Being rude has become the norm for many in our culture.
Because the norm is accepted, we often forget what respect would look like.
Many have not lived in a respectful household or known a respectful relationship.
Many have grown up in a culture of disrespectful music and media.
Most people have not learned etiquette or basic social graces.
To judge creates stuckness.
To feel angry and blaming causes defensiveness and anger.
To expect different behavior may create a sense of frustration and futility.
To feel guilty about disliking disrespectful behavior generates separation and futility.
To be forgiving of ourselves and others opens the flow of love and peace.
With inner peace there is understanding and enlightenment.
As light flows into our minds and love expands our hearts, we know the answer….
Education and modeling.
To educate is to lead out of darkness and ignorance.
When someone does not know and is willing to learn, teach.
When someone does not know and seems unwilling to learn, model.
Do unto others as you would have them do unto you.
The golden rule is the fundamental principle of respect.
For many, the golden rule has never been experienced.
Modeling and education are needed.
To respect is to look deeper than the surface.
I must look and listen beneath the behavior and the words.
What is the real message here?
How am I being invited to respond?
What can I do to model and teach others?
Create the habit of saying, “Please” and “Thank you”.
Keep all agreements and promises.
Do not talk about others outside their presence. (Don’t gossip).
Be on time with appointments and bills.
Thanks people for their time and offerings to you.
Learn to write thank you notes for gifts.
Share appreciation and love for what touches you.
Never cancel dates because something “more important” comes up.
Only change or cancel, because it truly is essential to your health and welfare.
Always communicate changes with sincere apologies.
Give professionals 48 hours advance notice for missed appointments.
When calling, ask if it is a convenient time to talk.
When visiting, be clear about the length of your stay.
When sharing meals, transportation, or events, pay your fair share.
In another home follow the lead of your host, ie.

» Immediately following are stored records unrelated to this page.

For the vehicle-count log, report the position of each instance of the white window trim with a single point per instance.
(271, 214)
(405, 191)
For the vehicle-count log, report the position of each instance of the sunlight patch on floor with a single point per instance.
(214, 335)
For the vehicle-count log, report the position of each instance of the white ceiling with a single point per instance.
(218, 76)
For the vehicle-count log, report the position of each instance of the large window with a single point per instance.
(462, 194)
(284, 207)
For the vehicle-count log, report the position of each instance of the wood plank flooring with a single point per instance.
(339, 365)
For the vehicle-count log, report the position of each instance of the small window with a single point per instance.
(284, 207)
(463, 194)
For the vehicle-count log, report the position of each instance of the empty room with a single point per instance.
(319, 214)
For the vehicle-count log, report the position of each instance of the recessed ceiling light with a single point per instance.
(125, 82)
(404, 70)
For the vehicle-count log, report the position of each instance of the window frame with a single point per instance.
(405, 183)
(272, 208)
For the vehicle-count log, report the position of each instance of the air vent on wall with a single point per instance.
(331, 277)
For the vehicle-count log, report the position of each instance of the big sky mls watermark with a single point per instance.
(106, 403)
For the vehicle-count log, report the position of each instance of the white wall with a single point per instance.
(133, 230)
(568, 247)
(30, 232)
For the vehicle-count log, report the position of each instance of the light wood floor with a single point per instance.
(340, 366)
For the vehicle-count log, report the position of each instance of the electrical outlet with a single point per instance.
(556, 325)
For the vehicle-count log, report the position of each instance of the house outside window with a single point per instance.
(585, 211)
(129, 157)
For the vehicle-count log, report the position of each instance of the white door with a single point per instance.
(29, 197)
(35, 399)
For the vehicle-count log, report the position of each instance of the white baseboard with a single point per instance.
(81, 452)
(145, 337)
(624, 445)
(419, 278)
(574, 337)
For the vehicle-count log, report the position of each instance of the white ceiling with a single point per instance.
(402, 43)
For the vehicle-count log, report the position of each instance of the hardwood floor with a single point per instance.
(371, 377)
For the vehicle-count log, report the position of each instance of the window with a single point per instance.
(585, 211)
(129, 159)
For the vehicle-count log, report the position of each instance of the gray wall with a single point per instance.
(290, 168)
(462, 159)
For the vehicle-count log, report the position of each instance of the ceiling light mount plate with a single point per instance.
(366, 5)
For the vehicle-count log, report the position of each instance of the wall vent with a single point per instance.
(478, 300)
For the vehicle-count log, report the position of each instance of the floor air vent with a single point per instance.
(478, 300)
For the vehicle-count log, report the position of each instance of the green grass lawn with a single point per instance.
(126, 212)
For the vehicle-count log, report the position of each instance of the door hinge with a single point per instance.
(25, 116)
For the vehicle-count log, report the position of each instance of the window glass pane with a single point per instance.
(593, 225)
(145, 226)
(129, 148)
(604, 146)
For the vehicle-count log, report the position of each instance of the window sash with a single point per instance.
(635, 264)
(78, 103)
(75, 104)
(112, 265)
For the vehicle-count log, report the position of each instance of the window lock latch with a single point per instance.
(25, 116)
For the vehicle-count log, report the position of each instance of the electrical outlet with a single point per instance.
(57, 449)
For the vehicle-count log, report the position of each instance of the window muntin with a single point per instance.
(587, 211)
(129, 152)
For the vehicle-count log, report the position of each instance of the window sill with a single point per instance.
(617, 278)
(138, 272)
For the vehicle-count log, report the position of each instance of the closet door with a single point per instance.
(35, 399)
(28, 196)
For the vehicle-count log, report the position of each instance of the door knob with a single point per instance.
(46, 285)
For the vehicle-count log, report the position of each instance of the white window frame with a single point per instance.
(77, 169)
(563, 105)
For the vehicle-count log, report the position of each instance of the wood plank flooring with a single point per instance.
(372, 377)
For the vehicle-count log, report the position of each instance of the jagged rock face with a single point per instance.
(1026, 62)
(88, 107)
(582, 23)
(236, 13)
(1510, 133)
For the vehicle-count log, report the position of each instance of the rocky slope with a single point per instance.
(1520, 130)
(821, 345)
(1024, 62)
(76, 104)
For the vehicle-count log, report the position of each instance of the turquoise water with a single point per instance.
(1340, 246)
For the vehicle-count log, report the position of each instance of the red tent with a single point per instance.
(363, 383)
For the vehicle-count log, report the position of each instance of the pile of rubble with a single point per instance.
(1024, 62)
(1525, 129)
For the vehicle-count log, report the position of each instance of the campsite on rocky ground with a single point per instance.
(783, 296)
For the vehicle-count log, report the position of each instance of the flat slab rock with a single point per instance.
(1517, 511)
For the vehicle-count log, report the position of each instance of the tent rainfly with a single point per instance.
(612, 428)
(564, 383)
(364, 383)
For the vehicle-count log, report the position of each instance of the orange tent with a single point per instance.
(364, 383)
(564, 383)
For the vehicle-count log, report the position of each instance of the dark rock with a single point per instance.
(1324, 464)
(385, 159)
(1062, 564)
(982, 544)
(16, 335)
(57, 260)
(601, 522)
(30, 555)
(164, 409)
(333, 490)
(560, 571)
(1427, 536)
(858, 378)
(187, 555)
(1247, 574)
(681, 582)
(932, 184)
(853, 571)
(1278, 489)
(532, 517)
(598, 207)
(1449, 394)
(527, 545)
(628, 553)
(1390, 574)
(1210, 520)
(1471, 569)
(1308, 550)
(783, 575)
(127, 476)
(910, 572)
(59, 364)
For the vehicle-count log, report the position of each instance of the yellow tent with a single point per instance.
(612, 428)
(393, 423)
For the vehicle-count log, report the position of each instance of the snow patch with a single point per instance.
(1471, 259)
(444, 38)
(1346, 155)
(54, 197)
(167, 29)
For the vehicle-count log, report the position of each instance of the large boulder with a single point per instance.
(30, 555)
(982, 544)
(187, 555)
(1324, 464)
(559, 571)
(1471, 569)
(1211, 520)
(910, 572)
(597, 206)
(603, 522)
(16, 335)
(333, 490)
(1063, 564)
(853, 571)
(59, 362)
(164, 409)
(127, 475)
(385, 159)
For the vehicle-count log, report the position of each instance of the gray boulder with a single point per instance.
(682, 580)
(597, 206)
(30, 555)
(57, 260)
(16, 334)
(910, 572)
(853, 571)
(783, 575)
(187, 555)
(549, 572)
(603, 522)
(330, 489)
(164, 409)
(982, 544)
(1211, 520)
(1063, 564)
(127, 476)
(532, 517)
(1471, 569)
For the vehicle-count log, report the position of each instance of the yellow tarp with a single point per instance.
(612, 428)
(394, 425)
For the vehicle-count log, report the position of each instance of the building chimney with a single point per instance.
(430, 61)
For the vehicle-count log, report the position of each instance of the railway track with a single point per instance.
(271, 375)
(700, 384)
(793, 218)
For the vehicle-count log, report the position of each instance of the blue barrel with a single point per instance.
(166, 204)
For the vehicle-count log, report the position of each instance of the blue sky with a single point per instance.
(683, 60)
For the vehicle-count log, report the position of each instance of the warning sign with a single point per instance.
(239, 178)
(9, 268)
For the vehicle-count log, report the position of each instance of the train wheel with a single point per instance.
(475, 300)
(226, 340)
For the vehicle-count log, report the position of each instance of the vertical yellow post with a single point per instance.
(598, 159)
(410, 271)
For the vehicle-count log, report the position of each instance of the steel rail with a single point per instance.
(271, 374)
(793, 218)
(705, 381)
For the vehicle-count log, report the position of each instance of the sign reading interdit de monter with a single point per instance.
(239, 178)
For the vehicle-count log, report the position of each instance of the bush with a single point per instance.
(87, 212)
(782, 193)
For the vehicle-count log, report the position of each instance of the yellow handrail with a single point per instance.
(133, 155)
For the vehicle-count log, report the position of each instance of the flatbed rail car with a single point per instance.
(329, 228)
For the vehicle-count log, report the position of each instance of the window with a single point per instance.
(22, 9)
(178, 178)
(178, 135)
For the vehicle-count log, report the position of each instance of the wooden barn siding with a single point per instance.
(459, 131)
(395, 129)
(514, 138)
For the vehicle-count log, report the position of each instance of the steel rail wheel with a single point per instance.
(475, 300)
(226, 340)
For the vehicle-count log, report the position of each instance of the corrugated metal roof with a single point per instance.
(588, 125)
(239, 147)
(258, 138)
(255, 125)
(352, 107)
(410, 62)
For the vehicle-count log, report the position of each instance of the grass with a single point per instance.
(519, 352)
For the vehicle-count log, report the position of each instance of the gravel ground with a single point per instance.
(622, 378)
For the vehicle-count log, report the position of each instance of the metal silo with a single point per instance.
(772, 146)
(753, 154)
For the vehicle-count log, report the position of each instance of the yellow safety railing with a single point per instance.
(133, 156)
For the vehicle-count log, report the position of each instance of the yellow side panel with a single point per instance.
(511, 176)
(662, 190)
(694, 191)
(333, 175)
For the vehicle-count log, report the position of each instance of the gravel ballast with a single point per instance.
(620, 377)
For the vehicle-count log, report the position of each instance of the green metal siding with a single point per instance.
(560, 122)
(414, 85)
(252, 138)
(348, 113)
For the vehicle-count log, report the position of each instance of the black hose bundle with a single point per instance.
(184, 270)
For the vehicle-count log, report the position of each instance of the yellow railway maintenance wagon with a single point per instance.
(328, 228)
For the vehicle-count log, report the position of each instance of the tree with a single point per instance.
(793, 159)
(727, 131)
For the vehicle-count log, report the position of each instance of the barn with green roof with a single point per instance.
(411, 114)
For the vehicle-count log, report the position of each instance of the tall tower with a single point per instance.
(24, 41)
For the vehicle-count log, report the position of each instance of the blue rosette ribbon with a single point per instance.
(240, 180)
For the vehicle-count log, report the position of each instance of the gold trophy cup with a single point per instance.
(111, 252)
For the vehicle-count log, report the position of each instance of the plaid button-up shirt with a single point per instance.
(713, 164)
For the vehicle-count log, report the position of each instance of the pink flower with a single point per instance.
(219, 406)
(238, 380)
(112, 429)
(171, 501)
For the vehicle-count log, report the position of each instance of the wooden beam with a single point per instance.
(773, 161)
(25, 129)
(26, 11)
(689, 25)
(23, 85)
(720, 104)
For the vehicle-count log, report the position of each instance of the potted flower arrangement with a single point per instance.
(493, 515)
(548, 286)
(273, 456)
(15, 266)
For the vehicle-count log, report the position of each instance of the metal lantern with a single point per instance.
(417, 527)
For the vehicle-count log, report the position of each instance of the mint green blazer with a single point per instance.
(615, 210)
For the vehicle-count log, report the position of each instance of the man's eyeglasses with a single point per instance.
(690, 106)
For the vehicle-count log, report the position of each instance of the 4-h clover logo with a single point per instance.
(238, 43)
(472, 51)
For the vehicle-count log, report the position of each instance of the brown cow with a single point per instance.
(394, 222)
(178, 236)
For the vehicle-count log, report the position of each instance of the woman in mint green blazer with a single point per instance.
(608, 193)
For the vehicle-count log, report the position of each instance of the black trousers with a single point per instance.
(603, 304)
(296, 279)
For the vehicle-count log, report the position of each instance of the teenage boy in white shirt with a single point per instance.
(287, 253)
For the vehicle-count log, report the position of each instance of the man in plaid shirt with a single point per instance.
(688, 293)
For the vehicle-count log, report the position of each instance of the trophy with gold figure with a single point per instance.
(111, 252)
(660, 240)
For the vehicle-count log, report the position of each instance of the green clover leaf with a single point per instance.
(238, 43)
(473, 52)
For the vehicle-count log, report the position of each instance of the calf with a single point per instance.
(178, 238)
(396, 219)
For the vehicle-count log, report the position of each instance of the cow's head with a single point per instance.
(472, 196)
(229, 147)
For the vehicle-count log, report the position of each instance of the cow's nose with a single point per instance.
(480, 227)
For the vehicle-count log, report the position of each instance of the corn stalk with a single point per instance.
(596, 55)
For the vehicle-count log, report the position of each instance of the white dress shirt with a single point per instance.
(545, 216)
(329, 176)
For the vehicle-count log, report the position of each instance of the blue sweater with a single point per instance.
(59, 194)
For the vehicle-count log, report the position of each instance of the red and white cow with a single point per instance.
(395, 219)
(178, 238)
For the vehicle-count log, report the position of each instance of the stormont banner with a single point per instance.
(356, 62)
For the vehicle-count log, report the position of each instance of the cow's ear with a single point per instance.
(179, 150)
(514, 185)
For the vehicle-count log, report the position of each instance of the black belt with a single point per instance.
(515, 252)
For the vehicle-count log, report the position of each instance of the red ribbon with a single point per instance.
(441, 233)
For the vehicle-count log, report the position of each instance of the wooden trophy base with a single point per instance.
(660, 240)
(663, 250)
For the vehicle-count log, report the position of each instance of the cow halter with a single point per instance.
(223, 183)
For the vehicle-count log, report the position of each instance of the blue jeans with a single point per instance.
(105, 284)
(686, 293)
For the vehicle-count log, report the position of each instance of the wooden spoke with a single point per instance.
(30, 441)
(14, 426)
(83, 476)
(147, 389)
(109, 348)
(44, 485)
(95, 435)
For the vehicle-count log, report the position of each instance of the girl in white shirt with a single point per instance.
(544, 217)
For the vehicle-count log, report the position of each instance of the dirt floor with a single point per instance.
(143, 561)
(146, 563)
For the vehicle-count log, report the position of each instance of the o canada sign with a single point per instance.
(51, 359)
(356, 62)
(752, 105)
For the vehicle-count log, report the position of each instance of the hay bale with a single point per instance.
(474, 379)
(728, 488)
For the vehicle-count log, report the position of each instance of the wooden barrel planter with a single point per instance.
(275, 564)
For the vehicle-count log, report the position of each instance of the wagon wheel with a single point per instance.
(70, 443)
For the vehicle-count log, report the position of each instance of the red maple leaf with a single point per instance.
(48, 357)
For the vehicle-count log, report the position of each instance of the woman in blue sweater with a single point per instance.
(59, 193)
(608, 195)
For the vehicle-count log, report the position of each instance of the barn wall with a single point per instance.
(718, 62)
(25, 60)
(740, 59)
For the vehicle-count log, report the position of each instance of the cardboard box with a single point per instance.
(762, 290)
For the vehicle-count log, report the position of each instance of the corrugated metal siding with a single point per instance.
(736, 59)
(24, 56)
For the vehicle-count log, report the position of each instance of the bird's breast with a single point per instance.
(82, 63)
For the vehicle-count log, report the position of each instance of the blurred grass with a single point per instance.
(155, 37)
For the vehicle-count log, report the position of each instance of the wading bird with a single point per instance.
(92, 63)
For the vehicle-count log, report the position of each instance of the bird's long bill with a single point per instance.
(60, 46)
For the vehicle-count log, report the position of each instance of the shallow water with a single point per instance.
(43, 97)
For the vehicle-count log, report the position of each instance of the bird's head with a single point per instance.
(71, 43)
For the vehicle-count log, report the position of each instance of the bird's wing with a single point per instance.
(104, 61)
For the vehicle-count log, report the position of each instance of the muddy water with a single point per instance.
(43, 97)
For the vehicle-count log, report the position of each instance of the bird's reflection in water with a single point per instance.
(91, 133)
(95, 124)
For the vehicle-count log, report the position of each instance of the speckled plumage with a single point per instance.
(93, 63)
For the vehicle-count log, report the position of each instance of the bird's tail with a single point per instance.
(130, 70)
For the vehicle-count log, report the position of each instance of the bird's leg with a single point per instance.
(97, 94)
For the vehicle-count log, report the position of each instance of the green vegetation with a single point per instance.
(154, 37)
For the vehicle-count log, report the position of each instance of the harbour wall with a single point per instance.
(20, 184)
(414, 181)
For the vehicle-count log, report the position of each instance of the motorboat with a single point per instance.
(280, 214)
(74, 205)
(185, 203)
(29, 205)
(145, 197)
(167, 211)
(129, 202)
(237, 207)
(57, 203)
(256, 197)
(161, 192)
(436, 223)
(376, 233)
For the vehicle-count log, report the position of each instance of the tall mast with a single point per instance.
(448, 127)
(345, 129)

No shoes, no feet on furniture, glasses on coasters, etc.
In another’s bathroom, only use the towels assigned for guests or ask which to use.
Do not go into other’s cupboards or refrigerator. Ask for what you want.
Don’t interrupt.
Keep your phone conversation short, unless invited to have a long discussion.
If unsure about the other’s time constraints, ask them specifically, “Do you have time now?”
Clean up after yourself. Leave every place you go as clean or cleaner than you found it.
Give to others your most conscious behavior and you teach your world to be conscious.
Give to others timeliness and courtesy and you teach others timeliness and courtesy.
Give to others appreciation and consideration and teach others appreciation.
Our best way of teaching is by living and giving what we teach.
Respect means I value you as much as I value me and more.
As I grow in self worth and respect, I will value and respect you more.
All of us are called to grow up in consciousness and grow in in respect.
Listen inside for those areas of growth for you, perhaps totally different than my sharing.